O exemplo da peregrinação da Filosofia na reforma do ensino médio parece-nos comprovar isso de forma clara: ao colocar esse campo do conhecimento no espaço dos “estudos e das práticas” e não no espaço de uma disciplina específica, as mudanças introduzidas no ensino médio deixam de ser “ferramentas no crescimento cognitivo, reflexivo, argumentativo e moral dos alunos”. Para Marcos Aguiar Villas Boas, “Filosofia e Sociologia enquanto disciplinas singulares (…) abrem espaço para uma forma de ensino que prepara melhor os indivíduos para atuarem como seres sociais intelectualmente profundos, socialmente adaptáveis e moralmente cooperativos”[5].
Villas Boas faz referência a estudos realizados na Inglaterra e nos Estados Unidos com grupos controlados de crianças a partir do ensino da Filosofia como prática instrumental para a análise e a solução de problemas concretos apresentados aos estudantes.

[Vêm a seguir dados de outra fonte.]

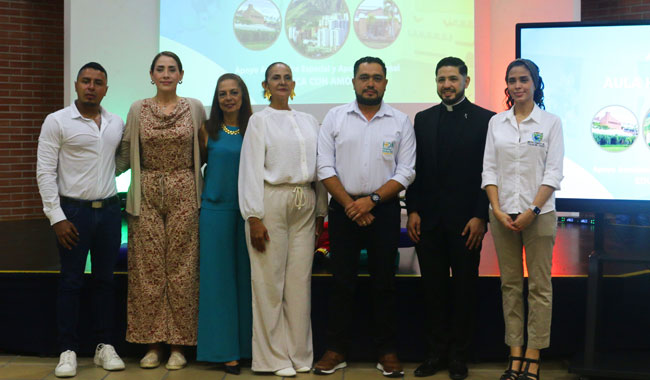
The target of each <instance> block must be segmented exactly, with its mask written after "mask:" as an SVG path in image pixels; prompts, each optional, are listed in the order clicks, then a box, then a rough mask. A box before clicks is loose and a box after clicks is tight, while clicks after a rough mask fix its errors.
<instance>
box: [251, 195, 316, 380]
mask: <svg viewBox="0 0 650 380" xmlns="http://www.w3.org/2000/svg"><path fill="white" fill-rule="evenodd" d="M315 201H316V196H315V193H314V190H313V189H312V188H311V187H310V186H303V187H300V190H298V189H296V186H294V185H280V186H274V185H269V184H265V185H264V215H265V216H264V218H263V219H262V222H263V223H264V226H265V227H266V229H267V230H268V232H269V238H270V241H268V242H267V243H266V251H265V252H259V251H257V250H256V249H255V248H253V246H252V245H251V241H250V225H249V224H248V222H246V244H247V245H248V252H249V255H250V259H251V282H252V291H253V363H252V369H253V371H259V372H269V371H277V370H279V369H282V368H288V367H293V368H301V367H311V365H312V362H313V360H314V353H313V347H312V334H311V317H310V313H311V267H312V262H313V260H314V245H315V226H316V224H315V220H316V219H315V218H316V211H315V205H316V202H315Z"/></svg>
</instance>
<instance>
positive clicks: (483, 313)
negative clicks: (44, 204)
mask: <svg viewBox="0 0 650 380" xmlns="http://www.w3.org/2000/svg"><path fill="white" fill-rule="evenodd" d="M605 233H606V237H605V245H606V250H607V251H608V252H620V253H621V254H624V253H626V252H629V251H634V252H635V253H641V254H650V252H648V243H649V242H650V229H648V228H647V227H637V226H624V225H612V224H608V225H607V227H606V228H605ZM593 234H594V229H593V226H591V225H584V224H560V225H559V226H558V234H557V241H556V245H555V251H554V256H553V270H552V273H553V287H554V299H553V325H552V336H551V347H550V348H549V349H548V350H546V351H545V356H546V357H554V358H564V359H567V358H570V357H572V356H573V355H574V354H575V353H577V352H579V351H581V350H582V349H583V347H584V334H585V328H584V321H585V309H586V294H587V277H586V276H587V269H588V257H589V254H590V253H591V251H592V250H593V240H594V239H593ZM0 239H2V242H3V243H4V248H3V254H2V255H0V305H1V307H0V325H1V326H3V331H2V333H0V351H4V352H5V353H28V354H38V355H53V354H56V352H57V346H56V323H55V302H56V289H57V280H58V253H57V251H56V248H55V237H54V234H53V232H52V230H51V228H50V227H49V225H48V222H47V220H45V219H38V220H26V221H15V222H2V223H0ZM605 273H606V278H605V279H604V281H605V284H606V286H604V289H605V291H604V293H605V294H604V296H605V299H606V302H604V304H605V305H606V306H605V308H604V310H603V315H602V318H603V324H602V326H603V328H604V334H603V336H602V339H601V340H602V342H601V345H602V347H607V349H609V350H617V349H622V348H626V349H628V348H630V347H632V348H633V349H638V350H650V343H649V342H650V331H649V330H650V329H649V328H648V324H647V320H648V317H649V316H650V303H649V302H647V299H648V294H650V270H649V269H648V268H644V267H641V268H640V267H638V266H634V265H629V264H628V265H619V264H616V265H614V264H612V265H608V267H607V268H606V269H605ZM498 274H499V273H498V265H497V260H496V255H495V252H494V246H493V243H492V238H491V236H490V234H489V232H488V234H487V235H486V237H485V240H484V244H483V250H482V253H481V264H480V279H479V289H478V292H479V293H478V295H479V305H478V316H477V317H478V318H477V329H476V337H475V344H474V350H473V359H474V360H481V361H485V360H503V358H505V357H506V355H507V351H506V347H505V345H504V343H503V334H504V327H503V314H502V310H501V293H500V290H499V286H500V284H499V278H498ZM396 277H397V278H396V286H397V290H398V295H399V299H398V310H397V312H398V323H399V326H400V327H399V340H398V350H399V353H400V357H401V358H402V359H403V360H405V361H413V362H417V361H419V360H421V359H422V356H423V354H424V352H425V347H424V342H423V340H422V339H421V335H422V326H423V324H424V321H423V319H424V317H423V305H422V304H421V301H420V300H421V299H422V289H421V284H420V279H419V267H418V264H417V258H416V256H415V253H414V250H413V248H402V249H400V261H399V268H398V273H397V275H396ZM116 285H117V293H116V321H115V322H116V327H117V328H116V333H115V334H116V335H115V342H116V346H117V348H118V351H119V352H120V353H123V354H124V355H127V356H128V355H134V356H138V355H140V354H141V353H142V352H143V351H144V350H145V348H144V347H143V346H139V345H133V344H129V343H127V342H125V341H124V332H125V328H126V288H127V273H126V261H125V260H122V261H121V263H120V266H119V267H118V270H117V272H116ZM330 287H331V276H330V275H329V274H328V273H327V268H326V266H324V265H322V263H321V262H319V263H317V265H315V266H314V275H313V282H312V324H313V331H314V349H315V353H316V354H317V355H320V353H322V352H323V351H324V348H325V347H324V330H325V326H326V319H327V314H328V312H329V311H328V310H327V305H328V302H327V300H328V297H329V289H330ZM368 294H369V278H368V277H367V275H366V274H364V273H363V270H362V273H360V279H359V289H358V292H357V301H358V302H357V311H356V320H355V326H356V328H355V336H353V337H351V341H352V343H351V351H350V355H349V359H350V360H352V361H364V360H365V361H367V360H374V357H375V356H374V350H373V343H372V333H371V331H370V326H371V323H369V321H370V318H371V316H370V315H369V314H368V310H371V305H370V300H369V297H368ZM82 297H83V302H89V300H90V294H89V292H88V291H84V293H83V296H82ZM80 329H81V336H82V337H83V342H82V352H83V353H86V354H90V353H91V352H92V350H93V341H92V334H91V331H92V330H91V324H90V315H88V312H87V311H82V317H81V326H80Z"/></svg>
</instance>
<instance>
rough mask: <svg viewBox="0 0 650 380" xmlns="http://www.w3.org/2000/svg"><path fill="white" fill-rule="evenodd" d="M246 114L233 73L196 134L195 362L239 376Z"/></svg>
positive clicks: (246, 297) (247, 107)
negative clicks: (239, 206) (197, 297)
mask: <svg viewBox="0 0 650 380" xmlns="http://www.w3.org/2000/svg"><path fill="white" fill-rule="evenodd" d="M251 114H252V110H251V102H250V98H249V96H248V89H247V88H246V85H245V84H244V82H243V81H242V79H241V78H240V77H239V76H238V75H236V74H224V75H222V76H221V77H219V80H218V81H217V88H216V90H215V93H214V99H213V100H212V110H211V111H210V119H209V120H207V121H206V122H205V124H204V125H203V127H202V128H201V131H200V133H199V141H200V142H199V148H200V149H201V158H202V160H203V162H206V163H207V166H206V167H205V171H204V177H205V181H204V182H205V185H204V187H203V194H202V196H201V215H200V220H199V236H200V252H201V265H200V270H201V273H200V293H199V332H198V346H197V360H200V361H207V362H215V363H223V364H224V365H225V366H224V369H225V371H226V372H228V373H233V374H239V371H240V367H239V360H240V359H241V358H250V357H251V340H252V311H251V304H252V302H251V272H250V261H249V258H248V251H247V249H246V238H245V234H244V220H243V219H242V217H241V213H240V211H239V203H238V198H237V178H238V172H239V153H240V150H241V145H242V138H243V135H244V132H245V131H246V125H247V124H248V119H249V118H250V116H251Z"/></svg>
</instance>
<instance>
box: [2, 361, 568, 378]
mask: <svg viewBox="0 0 650 380" xmlns="http://www.w3.org/2000/svg"><path fill="white" fill-rule="evenodd" d="M57 361H58V358H39V357H31V356H11V355H4V356H3V355H0V379H3V380H4V379H38V380H40V379H56V377H55V376H54V367H55V366H56V363H57ZM125 362H126V370H124V371H119V372H107V371H104V370H103V369H101V368H98V367H95V365H94V364H93V361H92V358H85V357H84V358H79V360H78V367H77V376H76V377H75V378H74V379H78V380H130V379H133V380H136V379H137V380H180V379H192V380H204V379H205V380H224V379H228V380H249V379H255V380H264V379H267V380H273V379H277V377H275V376H273V375H270V374H269V375H266V374H263V375H259V374H258V375H253V373H252V372H251V370H250V369H248V368H245V369H243V370H242V374H241V375H239V376H234V375H226V374H225V373H224V372H223V371H221V370H219V369H217V368H216V367H215V366H214V365H211V364H208V363H190V365H189V366H188V367H187V368H185V369H183V370H180V371H167V370H166V369H165V368H164V366H160V367H159V368H156V369H150V370H143V369H140V368H139V367H138V360H137V359H131V358H128V359H126V360H125ZM504 365H505V364H502V363H480V364H473V365H470V376H469V377H468V379H469V380H496V379H498V378H499V376H500V375H501V373H502V371H503V366H504ZM416 366H417V364H415V363H406V364H405V365H404V367H405V368H404V370H405V375H404V379H415V377H414V376H413V370H414V369H415V367H416ZM296 379H297V380H311V379H317V380H366V379H368V380H370V379H374V380H381V379H384V377H383V376H381V374H380V373H379V371H377V370H376V369H374V363H350V365H349V366H348V368H346V369H344V370H340V371H337V372H336V373H335V374H333V375H330V376H316V375H314V374H311V373H309V374H298V376H296ZM426 379H430V380H438V379H445V380H446V379H449V376H448V374H447V373H446V372H444V371H443V372H441V373H438V374H436V375H435V376H431V377H427V378H426ZM542 379H544V380H576V379H578V377H577V376H575V375H572V374H569V373H568V372H567V369H566V365H565V364H564V363H561V362H548V363H544V366H543V372H542Z"/></svg>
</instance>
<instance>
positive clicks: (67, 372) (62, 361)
mask: <svg viewBox="0 0 650 380" xmlns="http://www.w3.org/2000/svg"><path fill="white" fill-rule="evenodd" d="M76 374H77V354H75V353H74V351H70V350H67V351H65V352H62V353H61V356H60V357H59V364H57V365H56V369H55V370H54V375H56V377H72V376H75V375H76Z"/></svg>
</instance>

Os resultados nos dois casos revelaram que as crianças que foram objeto da experiência apresentaram “ganhos significativos” de reflexão comparativamente com outros estudantes que não haviam recebido o mesmo aprendizado. Os exemplos, tomados aqui como referências que contradizem essa espécie de utilitarismo tosco que orientou os fundamentos da reforma do ensino médio no Brasil, evidenciam o objetivo da reforma.
Por último, a reforma de Temer é um embuste constitucional, fato que a torna divorciada de seu alcance com o sistema jurídico que normatiza os direitos dos brasileiros, um sistema complexo que se organiza em torno de uma Carta Magna que é o resultado talvez o mais expressivo da restauração da Democracia nos anos 80. Veio do Procurador Geral da República, Rodrigo Janot, a observação de que, “por seu rito abreviado, [uma Medida Provisória] não é instrumento adequado para reformas estruturais em polícias públicas, menos ainda em esfera crucial para o desenvolvimento do país, como é a educação”. Janot, no entanto, foi mais longe. Segundo ele, também o conteúdo da proposta do governo deve ser questionado, pois a não-obrigatoriedade do ensino de algumas disciplinas “fere o exercício da liberdade de aprender, ‘o pensamento, a arte e o saber’, além de outras irregularidades como as que atingem os professores, o fim do ensino noturno e “os itinerários formativos específicos”, em nossa opinião eixos de uma formação desprovia de consistência pedagógica[6].
Na hipótese de que a reforma consiga atravessar as fraturas políticas que tem favorecido a implementação de seu sentido e natureza, o Brasil pode estar diante de um elemento fortemente complicador de seu desenvolvimento. A afirmação é quase um truísmo, mas também pode ser vista como uma possibilidade de identificação das linhas de resistência que o projeto de uma educação que não se realiza como tal pode sofrer.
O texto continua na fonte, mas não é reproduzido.